Tick-borne diseases pose a major One Health threat in Finland. Tick-borne pathogens are transmitted through a tick-bite, impacting human, companion animal, livestock, and wildlife health. The geographical distributions of many tick species are shifting as a result of climate change. In northern Europe, tick distributions are expanding northward due to previously inhospitable climates becoming warmer. This has led to enhanced contact between ticks, humans and companion animals – increasing the incidence of tick-borne disease transmission. Established tick-borne pathogens such as TBEV and Borrelia spp. are considered endemic across Finland. However, the diversity of viruses found within ticks in Finland remains largely unexplored. Thus, here we aimed to characterize the viromes of the dominant tick species found in Finland. We used Next-generation sequencing methods to characterize the viral components of Ixodes Ricinus and Ixodes persulcatus ticks associated with companion dogs across Finland. In total, 4 different pools consisting of 36 ticks were sequenced. Our results identified 9 unique viruses belonging to the families Nairoviridae, Phenuiviridae, Iflaviridae and Partitiviridae. We identified numerous recently characterized nairo-like viruses, including Pustyn virus and Gakugsa tick virus. We were able to bridge the gap on the geographical spread of many of these viruses, including reporting Sulina virus and Norway nairovirus 1 for the first time after their discovery. Phylogenetic analyses revealed close relationships between the recently characterized RNA viruses, and a high degree of conservation across wide geographical ranges.
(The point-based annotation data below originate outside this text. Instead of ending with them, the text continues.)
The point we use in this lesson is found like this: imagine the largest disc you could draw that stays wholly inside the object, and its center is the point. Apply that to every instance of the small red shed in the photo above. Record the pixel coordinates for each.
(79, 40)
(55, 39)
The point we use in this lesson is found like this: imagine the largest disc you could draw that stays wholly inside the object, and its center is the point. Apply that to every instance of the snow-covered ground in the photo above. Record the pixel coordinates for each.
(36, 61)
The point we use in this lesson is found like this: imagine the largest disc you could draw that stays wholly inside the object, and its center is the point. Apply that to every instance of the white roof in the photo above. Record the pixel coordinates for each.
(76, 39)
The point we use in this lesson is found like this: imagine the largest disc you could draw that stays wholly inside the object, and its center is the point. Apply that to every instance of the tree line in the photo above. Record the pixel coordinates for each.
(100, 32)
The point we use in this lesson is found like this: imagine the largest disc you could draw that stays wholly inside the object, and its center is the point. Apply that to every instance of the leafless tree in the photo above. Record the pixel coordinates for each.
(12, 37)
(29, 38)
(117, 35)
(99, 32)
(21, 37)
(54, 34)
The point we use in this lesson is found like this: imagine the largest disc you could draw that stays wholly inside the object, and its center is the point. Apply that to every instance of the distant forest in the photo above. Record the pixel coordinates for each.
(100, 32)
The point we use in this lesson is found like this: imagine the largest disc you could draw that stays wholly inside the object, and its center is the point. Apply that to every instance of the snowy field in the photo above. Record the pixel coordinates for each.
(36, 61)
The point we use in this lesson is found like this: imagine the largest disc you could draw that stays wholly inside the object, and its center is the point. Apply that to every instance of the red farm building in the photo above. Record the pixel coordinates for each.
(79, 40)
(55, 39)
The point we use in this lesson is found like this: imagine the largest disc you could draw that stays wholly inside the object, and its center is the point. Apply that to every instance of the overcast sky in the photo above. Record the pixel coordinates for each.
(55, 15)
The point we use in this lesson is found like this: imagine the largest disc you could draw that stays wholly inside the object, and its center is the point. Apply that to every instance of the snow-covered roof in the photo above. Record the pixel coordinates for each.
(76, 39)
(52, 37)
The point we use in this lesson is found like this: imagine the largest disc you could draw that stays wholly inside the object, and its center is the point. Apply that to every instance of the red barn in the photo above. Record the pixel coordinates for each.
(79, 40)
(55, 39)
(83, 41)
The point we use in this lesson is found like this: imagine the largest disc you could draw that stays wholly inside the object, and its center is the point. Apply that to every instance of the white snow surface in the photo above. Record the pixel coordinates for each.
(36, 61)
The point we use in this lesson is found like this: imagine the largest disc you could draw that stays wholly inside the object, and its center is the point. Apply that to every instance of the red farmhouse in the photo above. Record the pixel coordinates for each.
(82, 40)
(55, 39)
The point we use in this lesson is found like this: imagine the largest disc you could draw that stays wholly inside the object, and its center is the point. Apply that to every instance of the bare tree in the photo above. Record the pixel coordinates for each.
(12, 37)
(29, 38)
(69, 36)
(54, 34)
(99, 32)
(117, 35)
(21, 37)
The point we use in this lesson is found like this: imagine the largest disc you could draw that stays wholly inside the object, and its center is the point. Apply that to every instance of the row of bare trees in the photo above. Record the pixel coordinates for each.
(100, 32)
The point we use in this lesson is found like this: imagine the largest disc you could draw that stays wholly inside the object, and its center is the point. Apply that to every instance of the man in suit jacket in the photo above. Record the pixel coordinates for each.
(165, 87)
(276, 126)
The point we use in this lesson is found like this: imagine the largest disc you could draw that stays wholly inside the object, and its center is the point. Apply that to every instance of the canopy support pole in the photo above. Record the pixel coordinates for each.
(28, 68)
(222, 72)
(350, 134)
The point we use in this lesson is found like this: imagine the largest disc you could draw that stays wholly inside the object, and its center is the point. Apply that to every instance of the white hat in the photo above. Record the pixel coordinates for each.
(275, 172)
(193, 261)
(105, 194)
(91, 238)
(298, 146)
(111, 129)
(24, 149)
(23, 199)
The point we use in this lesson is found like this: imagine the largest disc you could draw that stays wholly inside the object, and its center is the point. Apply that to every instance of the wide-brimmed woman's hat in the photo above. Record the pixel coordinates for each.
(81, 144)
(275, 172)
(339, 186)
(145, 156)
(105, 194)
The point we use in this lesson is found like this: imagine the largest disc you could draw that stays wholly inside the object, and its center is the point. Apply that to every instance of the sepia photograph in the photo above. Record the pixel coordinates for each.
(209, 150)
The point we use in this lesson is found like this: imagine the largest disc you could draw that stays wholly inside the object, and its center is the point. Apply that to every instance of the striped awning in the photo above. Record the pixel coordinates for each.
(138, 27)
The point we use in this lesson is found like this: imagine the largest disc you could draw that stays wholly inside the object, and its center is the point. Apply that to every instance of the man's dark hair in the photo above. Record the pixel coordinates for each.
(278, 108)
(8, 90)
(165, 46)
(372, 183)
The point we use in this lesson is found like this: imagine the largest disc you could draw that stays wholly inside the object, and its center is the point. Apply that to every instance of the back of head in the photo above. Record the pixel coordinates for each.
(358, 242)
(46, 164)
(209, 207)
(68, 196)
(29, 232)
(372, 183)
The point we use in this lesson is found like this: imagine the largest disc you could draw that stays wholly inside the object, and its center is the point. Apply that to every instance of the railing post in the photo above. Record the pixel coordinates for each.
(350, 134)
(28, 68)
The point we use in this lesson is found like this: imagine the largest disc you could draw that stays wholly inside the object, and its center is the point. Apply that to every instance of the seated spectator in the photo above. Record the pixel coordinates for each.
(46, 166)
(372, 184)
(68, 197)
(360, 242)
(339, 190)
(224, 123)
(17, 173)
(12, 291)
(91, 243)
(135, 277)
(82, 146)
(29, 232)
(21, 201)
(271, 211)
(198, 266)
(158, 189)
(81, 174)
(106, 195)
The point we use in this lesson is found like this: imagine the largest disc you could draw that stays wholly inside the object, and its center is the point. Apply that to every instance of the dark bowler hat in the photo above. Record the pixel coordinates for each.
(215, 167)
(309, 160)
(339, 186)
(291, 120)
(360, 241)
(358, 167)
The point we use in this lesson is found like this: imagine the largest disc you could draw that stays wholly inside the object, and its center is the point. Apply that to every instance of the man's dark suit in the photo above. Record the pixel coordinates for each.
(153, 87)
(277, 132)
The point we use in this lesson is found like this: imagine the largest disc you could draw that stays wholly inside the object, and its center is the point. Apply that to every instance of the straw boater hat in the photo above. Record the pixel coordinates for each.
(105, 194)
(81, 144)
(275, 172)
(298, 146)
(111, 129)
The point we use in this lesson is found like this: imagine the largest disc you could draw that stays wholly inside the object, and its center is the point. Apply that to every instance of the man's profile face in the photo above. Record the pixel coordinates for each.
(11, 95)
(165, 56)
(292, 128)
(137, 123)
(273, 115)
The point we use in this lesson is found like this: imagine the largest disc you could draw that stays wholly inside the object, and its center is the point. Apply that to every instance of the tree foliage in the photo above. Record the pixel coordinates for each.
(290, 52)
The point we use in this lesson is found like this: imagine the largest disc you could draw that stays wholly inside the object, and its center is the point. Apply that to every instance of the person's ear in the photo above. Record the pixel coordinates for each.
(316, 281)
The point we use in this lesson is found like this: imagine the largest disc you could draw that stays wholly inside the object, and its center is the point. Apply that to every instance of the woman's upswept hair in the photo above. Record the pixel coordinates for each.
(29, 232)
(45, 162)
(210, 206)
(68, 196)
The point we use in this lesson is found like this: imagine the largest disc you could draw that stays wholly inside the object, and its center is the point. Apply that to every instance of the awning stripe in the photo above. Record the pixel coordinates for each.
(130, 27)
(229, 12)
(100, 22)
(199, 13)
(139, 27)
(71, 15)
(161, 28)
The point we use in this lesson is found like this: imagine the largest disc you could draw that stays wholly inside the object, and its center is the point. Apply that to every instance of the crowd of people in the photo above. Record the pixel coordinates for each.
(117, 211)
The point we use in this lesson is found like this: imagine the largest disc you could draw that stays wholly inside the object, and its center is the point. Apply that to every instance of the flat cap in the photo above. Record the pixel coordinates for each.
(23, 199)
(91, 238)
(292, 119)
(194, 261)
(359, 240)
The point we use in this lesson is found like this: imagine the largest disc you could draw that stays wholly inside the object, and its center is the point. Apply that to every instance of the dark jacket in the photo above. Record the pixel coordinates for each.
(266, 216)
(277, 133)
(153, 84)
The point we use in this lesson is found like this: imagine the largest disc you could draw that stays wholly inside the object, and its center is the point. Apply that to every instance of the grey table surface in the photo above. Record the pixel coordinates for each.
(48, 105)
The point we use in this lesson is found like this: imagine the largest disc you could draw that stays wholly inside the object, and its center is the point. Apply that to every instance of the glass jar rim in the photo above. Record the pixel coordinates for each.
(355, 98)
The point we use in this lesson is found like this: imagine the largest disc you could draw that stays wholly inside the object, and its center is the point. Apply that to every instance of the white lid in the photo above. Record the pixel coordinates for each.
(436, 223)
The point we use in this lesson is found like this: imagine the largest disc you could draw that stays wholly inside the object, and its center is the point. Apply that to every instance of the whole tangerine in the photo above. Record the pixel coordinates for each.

As previously highlighted, the pathogenicity of these newly identified viruses is not yet established. However, our results indicate many of the viruses identified are closely related to viruses associated with acute febrile illness in humans. Due to our small sample size, we are unable to imply the virome composition for all ticks in Finland. However, we highlight a high degree of viral diversity even within a small sample size of ticks. Further research is urgently required to establish whether these recently characterised viruses pose a threat to human or animal health in Finland.